Another for the forum, what do you guys think of the Toro snow blowers at home depot that feature a heavy duty gear case so that shear pins are NOT required?


----------



## Freddy_Kruger (Mar 16, 2006)

Dakotaplowboy;406597 said:


> I have not read all the posts, but the difference between the homeowner models and the commercial models is in the transfer case. I have an Ariens 926 Pro. The standard snowblowers have transefer cases that are made out of aluminum. the Pro's have transfer cases that are made out of cast Iron. The cast iron is stronger and will last longer, and if you should eat a newspaper or 2 they wont tear them apart. That is my .02.

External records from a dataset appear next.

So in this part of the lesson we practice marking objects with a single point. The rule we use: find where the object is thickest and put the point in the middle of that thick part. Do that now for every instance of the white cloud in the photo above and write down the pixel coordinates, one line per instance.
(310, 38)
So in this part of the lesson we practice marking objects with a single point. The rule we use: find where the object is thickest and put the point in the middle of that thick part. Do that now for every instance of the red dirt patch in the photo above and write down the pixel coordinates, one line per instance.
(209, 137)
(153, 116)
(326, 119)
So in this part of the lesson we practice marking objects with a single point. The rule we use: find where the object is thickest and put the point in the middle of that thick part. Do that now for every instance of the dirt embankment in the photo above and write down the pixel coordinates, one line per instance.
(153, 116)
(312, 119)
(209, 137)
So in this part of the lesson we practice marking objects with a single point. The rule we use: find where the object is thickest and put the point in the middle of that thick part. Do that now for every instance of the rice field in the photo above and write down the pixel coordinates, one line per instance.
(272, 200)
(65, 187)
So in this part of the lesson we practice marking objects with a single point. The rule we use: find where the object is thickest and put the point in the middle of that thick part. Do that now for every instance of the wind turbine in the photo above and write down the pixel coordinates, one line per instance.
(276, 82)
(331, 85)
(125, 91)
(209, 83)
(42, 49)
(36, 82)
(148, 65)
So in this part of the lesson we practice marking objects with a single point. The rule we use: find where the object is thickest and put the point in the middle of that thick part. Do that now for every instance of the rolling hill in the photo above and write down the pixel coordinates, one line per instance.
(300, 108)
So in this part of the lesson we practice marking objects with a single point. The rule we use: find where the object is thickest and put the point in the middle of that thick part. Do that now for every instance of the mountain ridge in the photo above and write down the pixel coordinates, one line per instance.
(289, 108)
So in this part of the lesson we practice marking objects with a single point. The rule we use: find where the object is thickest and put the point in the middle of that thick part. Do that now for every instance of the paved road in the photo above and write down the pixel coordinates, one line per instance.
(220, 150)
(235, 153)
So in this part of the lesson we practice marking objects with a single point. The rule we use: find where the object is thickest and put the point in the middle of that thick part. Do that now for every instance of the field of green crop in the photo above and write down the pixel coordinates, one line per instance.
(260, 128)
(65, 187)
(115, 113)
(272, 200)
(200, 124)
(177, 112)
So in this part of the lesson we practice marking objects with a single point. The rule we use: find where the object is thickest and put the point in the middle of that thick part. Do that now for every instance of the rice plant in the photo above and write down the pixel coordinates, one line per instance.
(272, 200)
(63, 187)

If that's the only difference I will never buy an ariens.


----------



## DaySpring Services (Feb 1, 2005)

Hate to say it but I think every snowblower out there uses a friction wheel for the drive nowdays. Maybe you got a bad blower just like some get bad trucks. I've never had a problem with my Ariens.


----------



## Freddy_Kruger (Mar 16, 2006)

DaySpring Services;407028 said:


> Hate to say it but I think every snowblower out there uses a friction wheel for the drive nowdays. Maybe you got a bad blower just like some get bad trucks. I've never had a problem with my Ariens.


I agree, when I looked at specs its always traction wheels.  The only good thing I can say is, that since I fixed it like 50 times last winter I'm getting pretty good at fixing it.


----------



## Dakotaplowboy (Oct 13, 2006)

I had a lot of problems with my Ariens last year too. Bought it brand new, and the only time I liked it was when there was no snow on the ground. I took to the shop three times. The last time they replaced just about everything. I hope it works better this year. For my Money the Toro Snow commander is still the best. It is a 7 HP single stage and can handle 4 to 5 inches no problem. All of my accounts are large apartment complexes that have a 1/2 trigger, my Ariens is pretty worthless in that. I did hit a couple of big drifts last year when the Ariens was working. When it works it can throw some serious snow.


----------



## Ramairfreak98ss (Aug 17, 2005)

thanks freddy, i always wondered what was under there and why i never heard any gears "grinding" when i would shift on the fly occasionally :/

Yet ive not had any of these problems youve had, mine are only 1 and 2 years old for each and not used much but do work their arses off a good 6-10hrs each when we get descent snow in jersey.


----------